Our results suggest that although the combined use of ibuprofen, cryotherapy, vitamins C and E, and protein drink did not significantly help in protecting from muscle damage and soreness, the combination did help in restoring important muscle function and boosted short-term recovery from high-intensity anaerobic performance.
In conclusion, the anaerobic exercise protocol we used (multiple 30-second Wingate tests) was sufficient to alter performance, CK levels, RPE, and muscle soreness in competitive college athletes. The combined use of antioxidant vitamins, an NSAID (ibuprofen), 10 minutes of lower body cold water submersion, and 23 g whey protein shake (10 g EAA) helped in restoring MP and relative MP. The afternoon session performance, more particularly the last bout (bout No. 4), was most affected by the treatment.
The treatment used may help athletes who participate in high-intensity anaerobic exercise or competition more than once a day to better maintain their MP. Based on the findings of this study, we recommend, after consulting their physician or athletic trainer, using the combined treatment for athletes who participate in multiple anaerobic exercise bouts that last about 30 seconds and allow short-term recovery.
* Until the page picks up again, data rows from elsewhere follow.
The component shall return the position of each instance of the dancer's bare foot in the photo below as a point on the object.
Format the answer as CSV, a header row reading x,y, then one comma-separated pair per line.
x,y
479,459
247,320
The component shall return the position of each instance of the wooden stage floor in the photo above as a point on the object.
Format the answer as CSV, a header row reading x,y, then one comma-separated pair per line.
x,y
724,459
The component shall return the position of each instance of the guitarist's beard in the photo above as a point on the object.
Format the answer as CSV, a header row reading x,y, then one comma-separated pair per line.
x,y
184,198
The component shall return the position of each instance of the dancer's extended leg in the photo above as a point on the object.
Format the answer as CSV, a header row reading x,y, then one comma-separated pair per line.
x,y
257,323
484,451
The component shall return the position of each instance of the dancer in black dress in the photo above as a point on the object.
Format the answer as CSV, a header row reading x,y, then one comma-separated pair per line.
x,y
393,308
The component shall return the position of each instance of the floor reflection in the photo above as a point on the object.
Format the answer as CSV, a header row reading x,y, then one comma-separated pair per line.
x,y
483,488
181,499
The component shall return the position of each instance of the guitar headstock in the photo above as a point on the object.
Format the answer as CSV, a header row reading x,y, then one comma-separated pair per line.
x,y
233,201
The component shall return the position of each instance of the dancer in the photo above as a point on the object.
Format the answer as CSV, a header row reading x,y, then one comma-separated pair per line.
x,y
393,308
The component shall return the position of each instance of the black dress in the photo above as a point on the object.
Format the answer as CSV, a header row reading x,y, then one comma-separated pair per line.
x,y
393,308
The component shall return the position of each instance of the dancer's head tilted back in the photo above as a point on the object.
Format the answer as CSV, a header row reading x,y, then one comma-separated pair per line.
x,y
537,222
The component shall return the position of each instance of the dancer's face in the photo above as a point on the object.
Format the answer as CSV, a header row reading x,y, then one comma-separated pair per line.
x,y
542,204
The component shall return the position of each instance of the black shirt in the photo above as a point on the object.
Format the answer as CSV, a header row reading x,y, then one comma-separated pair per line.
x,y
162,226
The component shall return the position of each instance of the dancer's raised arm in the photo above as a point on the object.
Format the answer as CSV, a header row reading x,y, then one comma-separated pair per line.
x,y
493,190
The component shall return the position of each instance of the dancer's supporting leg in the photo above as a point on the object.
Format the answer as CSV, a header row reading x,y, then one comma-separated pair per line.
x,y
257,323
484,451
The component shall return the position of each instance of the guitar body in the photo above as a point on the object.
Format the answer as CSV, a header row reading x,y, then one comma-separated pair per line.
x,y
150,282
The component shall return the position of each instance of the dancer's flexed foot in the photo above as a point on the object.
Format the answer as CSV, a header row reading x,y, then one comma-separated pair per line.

We recommend further investigation of the mechanisms of action produced by intervention and conducting in depth analysis for possible substance interaction. In working with athletes, it is important to consider individual responses that may be different from group mean responses.
The authors of this investigation appreciate the efforts and patience of all participants who served as participants for this study; we also appreciate the tremendous cooperation of the student health center management at the University of Alabama and their staff. The results of this study do not constitute endorsement of the product by the authors or the National Strength and Conditioning Association.